When will (feature) branches get you in trouble? Antipatterns:

  • You are working on a big change. You haven’t updated for days. Do I need to spell it out? That is just wrong. Update!
  • You are pushing a big change, all the CI builds go red. Oops, test before you push you dumb idiot. You deserve all the angry looks you are going to get. If this happens a lot, consider setting up your CI environment for having a stable branch for tested commits and an unstable branch for incoming commits that need to be tested. Jenkins supports this and it will keep unstable change out of stable.
  • You are doing a big change, somebody else is also doing a big change. You find out about that when you rebase and spend hours dealing with merge conflicts. Seriously: communicate before you do anything drastic and give people an opportunity to get their changes in before you ruin their day. Pushing massive changes that you know are going to cause problems when people rebase is a very egocentric thing to do. Be a team player.
  • You are working on a big change. You haven’t updated or committed anything for several days on your local branch. You are effectively using your local branch as a feature branch: everybody who is not pushing change is effectively on a feature branch. Not committing is NOT a strategy to avoid using feature branches. Also, you are not committing? Why???? What’s your excuse for not committing to your own local branch? Seriously, consider using version management and stop treating git as a file server for code backups.
  • You are working on a branch for an extended period of time but your CI builds only run on the central branch. Congratulations, you have just tossed out CI as a good practice. Fix it. Either have the discipline to run the CI tests manually on every commit to the branch or set up a CI build for it. Either way, don’t break the feedback loop you get with CI.

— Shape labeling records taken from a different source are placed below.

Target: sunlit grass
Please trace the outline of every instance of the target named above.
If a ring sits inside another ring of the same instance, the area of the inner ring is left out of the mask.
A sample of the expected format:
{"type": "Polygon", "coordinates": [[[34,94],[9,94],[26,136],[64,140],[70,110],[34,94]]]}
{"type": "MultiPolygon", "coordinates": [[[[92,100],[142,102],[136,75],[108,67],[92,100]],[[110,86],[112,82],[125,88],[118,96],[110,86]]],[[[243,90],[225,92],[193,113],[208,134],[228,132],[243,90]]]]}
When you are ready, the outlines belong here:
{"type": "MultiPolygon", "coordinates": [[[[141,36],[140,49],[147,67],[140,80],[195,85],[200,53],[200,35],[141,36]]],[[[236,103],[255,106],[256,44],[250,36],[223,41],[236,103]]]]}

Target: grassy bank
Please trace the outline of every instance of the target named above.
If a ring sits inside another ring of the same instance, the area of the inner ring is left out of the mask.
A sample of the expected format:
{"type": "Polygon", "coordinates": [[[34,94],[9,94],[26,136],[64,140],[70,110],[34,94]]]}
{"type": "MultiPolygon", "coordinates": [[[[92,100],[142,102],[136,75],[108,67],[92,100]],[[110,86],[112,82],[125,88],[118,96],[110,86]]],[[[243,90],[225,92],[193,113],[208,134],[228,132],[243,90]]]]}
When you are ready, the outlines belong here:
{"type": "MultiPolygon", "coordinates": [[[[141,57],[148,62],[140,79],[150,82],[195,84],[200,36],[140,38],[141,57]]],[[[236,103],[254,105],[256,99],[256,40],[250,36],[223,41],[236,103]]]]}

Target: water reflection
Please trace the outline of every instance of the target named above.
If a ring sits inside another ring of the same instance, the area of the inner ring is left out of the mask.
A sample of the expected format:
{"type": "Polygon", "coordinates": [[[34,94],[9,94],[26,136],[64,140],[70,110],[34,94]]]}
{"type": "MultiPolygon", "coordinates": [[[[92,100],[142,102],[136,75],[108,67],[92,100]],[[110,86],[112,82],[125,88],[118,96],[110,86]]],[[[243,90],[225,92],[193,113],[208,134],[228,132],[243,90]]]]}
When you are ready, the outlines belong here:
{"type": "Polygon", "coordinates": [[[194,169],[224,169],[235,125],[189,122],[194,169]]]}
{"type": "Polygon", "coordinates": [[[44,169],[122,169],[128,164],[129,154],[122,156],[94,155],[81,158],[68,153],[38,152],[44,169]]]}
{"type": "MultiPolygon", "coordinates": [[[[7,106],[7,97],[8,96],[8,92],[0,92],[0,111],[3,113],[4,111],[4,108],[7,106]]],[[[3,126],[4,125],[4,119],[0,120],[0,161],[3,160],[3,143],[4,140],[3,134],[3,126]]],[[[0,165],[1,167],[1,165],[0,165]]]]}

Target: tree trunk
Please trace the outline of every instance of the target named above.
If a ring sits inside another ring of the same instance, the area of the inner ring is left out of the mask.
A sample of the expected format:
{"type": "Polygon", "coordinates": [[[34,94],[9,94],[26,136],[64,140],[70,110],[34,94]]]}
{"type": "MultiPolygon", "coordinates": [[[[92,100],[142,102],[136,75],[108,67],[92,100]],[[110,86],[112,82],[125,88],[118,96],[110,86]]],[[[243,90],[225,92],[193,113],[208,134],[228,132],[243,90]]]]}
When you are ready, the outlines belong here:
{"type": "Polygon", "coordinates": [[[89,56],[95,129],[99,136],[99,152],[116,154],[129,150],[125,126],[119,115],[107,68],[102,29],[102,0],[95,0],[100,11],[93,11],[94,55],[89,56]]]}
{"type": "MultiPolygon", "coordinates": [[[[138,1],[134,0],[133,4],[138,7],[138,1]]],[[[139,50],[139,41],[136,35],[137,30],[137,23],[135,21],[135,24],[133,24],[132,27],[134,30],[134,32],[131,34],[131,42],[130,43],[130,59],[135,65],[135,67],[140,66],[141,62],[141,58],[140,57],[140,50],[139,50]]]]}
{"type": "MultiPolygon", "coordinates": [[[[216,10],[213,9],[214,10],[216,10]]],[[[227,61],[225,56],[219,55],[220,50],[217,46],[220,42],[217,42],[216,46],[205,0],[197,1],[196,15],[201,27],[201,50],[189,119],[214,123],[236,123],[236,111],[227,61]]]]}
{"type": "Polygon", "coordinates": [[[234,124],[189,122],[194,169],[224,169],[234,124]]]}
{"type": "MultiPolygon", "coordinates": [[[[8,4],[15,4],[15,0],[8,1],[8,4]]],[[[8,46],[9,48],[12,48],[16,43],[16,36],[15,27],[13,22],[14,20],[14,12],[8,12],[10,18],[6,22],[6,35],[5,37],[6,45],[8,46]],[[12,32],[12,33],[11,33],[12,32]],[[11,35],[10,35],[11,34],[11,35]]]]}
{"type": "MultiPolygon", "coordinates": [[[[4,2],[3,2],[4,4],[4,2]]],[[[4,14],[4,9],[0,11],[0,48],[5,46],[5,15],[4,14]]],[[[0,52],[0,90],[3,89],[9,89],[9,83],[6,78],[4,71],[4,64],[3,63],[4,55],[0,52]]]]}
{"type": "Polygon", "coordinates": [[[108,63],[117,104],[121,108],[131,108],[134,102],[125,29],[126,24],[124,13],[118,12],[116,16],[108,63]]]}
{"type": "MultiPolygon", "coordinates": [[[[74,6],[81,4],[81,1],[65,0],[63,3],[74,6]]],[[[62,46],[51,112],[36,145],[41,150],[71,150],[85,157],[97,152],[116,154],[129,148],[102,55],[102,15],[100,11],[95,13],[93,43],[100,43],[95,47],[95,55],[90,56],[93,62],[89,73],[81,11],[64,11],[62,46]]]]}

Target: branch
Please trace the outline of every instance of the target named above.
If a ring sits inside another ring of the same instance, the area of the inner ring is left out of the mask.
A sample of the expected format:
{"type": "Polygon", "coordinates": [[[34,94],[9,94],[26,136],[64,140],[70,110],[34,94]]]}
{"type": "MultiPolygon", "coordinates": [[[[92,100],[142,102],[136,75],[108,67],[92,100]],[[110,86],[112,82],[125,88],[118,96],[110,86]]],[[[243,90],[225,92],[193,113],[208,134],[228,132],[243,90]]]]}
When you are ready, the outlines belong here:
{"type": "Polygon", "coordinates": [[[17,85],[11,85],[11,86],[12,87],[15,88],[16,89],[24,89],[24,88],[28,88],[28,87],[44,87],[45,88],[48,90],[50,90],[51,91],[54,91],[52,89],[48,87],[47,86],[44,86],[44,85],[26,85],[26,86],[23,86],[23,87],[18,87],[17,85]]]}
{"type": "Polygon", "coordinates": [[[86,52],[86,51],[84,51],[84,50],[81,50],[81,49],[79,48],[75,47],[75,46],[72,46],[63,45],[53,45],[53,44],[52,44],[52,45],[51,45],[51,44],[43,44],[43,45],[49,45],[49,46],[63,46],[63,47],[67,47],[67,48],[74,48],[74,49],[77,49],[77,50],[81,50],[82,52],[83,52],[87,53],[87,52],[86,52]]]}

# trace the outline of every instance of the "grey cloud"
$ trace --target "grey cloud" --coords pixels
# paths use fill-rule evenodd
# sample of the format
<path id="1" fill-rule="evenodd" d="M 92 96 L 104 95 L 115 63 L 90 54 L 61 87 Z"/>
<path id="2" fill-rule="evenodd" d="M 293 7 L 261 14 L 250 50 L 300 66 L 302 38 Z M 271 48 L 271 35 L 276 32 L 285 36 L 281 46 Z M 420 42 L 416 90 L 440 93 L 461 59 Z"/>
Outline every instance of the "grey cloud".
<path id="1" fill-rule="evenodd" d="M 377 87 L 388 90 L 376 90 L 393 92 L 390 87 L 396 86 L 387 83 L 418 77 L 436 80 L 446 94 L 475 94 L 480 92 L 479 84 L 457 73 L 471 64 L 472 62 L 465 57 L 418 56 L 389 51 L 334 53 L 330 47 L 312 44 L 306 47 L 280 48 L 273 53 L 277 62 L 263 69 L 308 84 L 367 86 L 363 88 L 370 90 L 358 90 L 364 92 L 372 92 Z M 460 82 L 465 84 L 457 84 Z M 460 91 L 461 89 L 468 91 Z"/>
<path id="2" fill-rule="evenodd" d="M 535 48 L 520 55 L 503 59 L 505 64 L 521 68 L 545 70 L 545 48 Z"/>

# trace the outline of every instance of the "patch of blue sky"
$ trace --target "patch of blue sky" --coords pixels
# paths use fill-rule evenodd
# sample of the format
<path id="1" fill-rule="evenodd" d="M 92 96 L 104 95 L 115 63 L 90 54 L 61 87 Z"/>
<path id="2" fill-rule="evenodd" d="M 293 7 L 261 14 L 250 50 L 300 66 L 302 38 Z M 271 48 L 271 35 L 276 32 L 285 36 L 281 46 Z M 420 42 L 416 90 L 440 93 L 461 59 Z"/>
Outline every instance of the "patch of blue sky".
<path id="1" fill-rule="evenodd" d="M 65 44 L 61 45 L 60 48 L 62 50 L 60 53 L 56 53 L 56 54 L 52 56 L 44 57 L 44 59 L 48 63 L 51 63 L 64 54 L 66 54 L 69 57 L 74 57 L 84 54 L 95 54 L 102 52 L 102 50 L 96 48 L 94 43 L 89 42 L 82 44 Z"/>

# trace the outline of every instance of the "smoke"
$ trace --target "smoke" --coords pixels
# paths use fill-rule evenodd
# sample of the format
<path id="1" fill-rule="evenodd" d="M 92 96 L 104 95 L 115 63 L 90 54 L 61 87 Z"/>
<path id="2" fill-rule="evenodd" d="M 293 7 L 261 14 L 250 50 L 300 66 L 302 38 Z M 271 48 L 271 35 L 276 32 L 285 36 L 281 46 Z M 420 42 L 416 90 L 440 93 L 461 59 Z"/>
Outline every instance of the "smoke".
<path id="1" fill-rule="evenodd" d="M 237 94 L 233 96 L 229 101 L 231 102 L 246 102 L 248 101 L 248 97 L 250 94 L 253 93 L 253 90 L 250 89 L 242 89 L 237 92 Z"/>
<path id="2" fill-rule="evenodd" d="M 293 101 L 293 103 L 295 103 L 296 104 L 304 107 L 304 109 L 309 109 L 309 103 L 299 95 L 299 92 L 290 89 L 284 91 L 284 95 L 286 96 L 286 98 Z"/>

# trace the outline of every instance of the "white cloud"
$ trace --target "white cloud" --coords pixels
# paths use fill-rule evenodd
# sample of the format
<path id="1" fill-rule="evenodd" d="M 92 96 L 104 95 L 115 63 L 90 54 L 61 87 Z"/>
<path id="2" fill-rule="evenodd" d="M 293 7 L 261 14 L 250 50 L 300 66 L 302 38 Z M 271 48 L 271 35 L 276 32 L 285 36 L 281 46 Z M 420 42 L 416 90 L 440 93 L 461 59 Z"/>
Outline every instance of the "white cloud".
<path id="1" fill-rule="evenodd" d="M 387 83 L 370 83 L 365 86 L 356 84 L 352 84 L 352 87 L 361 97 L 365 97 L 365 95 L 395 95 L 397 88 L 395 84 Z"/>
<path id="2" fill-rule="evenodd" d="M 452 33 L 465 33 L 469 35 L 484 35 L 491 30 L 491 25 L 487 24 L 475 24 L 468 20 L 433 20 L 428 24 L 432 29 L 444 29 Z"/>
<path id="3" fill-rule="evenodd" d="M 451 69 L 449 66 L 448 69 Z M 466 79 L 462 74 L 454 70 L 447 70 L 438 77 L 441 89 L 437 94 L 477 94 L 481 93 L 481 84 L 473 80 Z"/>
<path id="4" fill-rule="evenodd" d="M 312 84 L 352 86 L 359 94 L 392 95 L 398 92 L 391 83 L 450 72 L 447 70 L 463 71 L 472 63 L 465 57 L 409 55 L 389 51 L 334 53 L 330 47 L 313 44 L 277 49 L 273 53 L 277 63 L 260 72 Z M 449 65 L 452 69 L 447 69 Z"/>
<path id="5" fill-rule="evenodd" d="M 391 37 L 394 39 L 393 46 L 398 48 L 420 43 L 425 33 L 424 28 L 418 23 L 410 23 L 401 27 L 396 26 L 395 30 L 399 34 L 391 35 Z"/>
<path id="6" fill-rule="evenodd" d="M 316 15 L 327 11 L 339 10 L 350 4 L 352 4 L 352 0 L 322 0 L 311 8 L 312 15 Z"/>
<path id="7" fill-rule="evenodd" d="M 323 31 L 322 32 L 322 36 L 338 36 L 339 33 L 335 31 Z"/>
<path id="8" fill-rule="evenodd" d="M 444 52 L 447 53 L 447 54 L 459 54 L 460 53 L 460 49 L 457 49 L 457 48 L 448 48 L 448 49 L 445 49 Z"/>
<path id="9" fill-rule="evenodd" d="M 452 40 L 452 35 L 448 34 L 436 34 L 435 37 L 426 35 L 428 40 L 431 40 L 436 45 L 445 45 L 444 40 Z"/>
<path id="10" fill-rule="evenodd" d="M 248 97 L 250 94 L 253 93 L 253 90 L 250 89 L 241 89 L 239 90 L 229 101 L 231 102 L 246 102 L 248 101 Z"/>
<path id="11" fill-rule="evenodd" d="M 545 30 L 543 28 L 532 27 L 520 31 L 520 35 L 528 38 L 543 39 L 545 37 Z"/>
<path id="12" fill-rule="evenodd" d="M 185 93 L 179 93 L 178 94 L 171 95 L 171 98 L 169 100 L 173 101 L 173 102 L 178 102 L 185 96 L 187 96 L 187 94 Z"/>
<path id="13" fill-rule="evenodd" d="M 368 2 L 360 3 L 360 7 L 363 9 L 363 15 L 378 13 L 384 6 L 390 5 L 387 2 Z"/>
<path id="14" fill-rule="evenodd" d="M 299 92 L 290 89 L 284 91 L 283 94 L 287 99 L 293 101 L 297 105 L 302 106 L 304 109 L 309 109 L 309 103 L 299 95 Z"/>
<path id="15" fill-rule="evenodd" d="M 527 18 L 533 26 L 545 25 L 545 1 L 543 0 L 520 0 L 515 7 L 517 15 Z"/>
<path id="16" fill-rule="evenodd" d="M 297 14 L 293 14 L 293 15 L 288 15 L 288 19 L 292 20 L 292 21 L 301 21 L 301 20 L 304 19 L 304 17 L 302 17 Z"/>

Now at this point I have to admit something: I don’t use feature branches a lot but I do tend to accumulate a few commits locally before I push them. Also. we haven’t set up stable and unstable branches in jenkins (yet, planning to). We have the occasional breakage of our CI builds. I’m actually guilty of breaking some of the builds myself. The reason/weak excuse is: I’m having a hard time changing people’s way of working. You turn your back and people stop committing and continue treating git like they are using cvs. But I’m at least aware what the real problem is here: not the fact that I have branches but the fact that our testing needs to be decentralized.